What Ever Happened to Comics?

Alexander Dunst

In a 2014 conversation in Chicago, Art Spiegelman summarized his understanding of the path taken by comics, once known primarily as cheap and popular entertainment: “[W]hen something is no longer a mass medium, it has to become art or it dies. I figured it was necessary for comics to find their way into libraries, bookstores, universities, and museums.”[1]. To this day, Spiegelman, remains best known as the author of the graphic memoir Maus, which won him a Pulitzer Prize in 1992. But as a mentor, editor, and teacher, Spiegelman has also been one of the most farsighted thinkers within his chosen medium, recognizing the need to adapt comics to a changing cultural landscape. In my book The Rise of the Graphic Novel: Computational Criticism and the Evolution of Literary Value, I return repeatedly to Spiegelman’s quote because it captures the ambition, shared by a whole generation of artists, to elevate the prestige of this once derided medium.

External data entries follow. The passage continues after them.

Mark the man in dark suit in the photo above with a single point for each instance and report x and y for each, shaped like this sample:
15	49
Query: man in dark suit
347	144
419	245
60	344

One answer to my title question might therefore simply be: the graphic novel. Of course, that’s not the whole story. Arguably, this relatively recent publication format—which sells comics as bound volumes and often in mass market bookstores rather than via news vendors like the popular magazines of old—already receives more scholarly attention than serial or web comics, which are home to some of the most innovative storytelling appearing today. The role of superhero comics, which, as intellectual properties, dominate contemporary cinema screens, provides another fascinating storyline and arguably deserves more scrutiny. In the book, however, my interest lies in the social and narrative transformation wrought by the odd moniker “graphic novel.” The term was first used in fanzines in the mid-1960s and likens the visual medium of comics to a more esteemed literary genre. Scholars, fans, and comics authors have tended to either accept this designation at face value, recognizing its potential as a marketing term, or denied it any relevance.

In contrast, The Rise of the Graphic Novel looks at an unusually large number of titles from the United States, Great Britain, and Canada—253, to be precise—to understand if and how the social elevation of comics also led to formal and stylistic changes. To survey these 253 graphic novels, the book adapts computational methods of cultural analysis developed over the last two decades in adjacent fields, from digital literary studies and corpus linguistics to empirical film research. The results often came as a surprise to me, either because they contradicted established opinion, or simply fell outside the parameters of qualitative research. Scholars often associate graphic novels with the black-and-white aesthetic of titles such as Maus or the pastel colors found in now canonical examples like Alison Bechdel’s Fun Home and Chris Ware’s Jimmy Corrigan. The stylistic analysis of the 253 titles in the book’s corpus at once presented a strikingly different and far more variegated picture: Genre comparisons showed a restrained color palette to be typical of graphic memoirs. Yet historically, color has spread from the more popular types of comics published as stand-alone books, including superhero and science-fiction tales, to the graphic novel as a whole. In the book, I trace this evolution to the growing availability of digital printing technology since the late 1990s, which made full color affordable to smaller publishers and provided a way of distinguishing graphic novels in the literary marketplace.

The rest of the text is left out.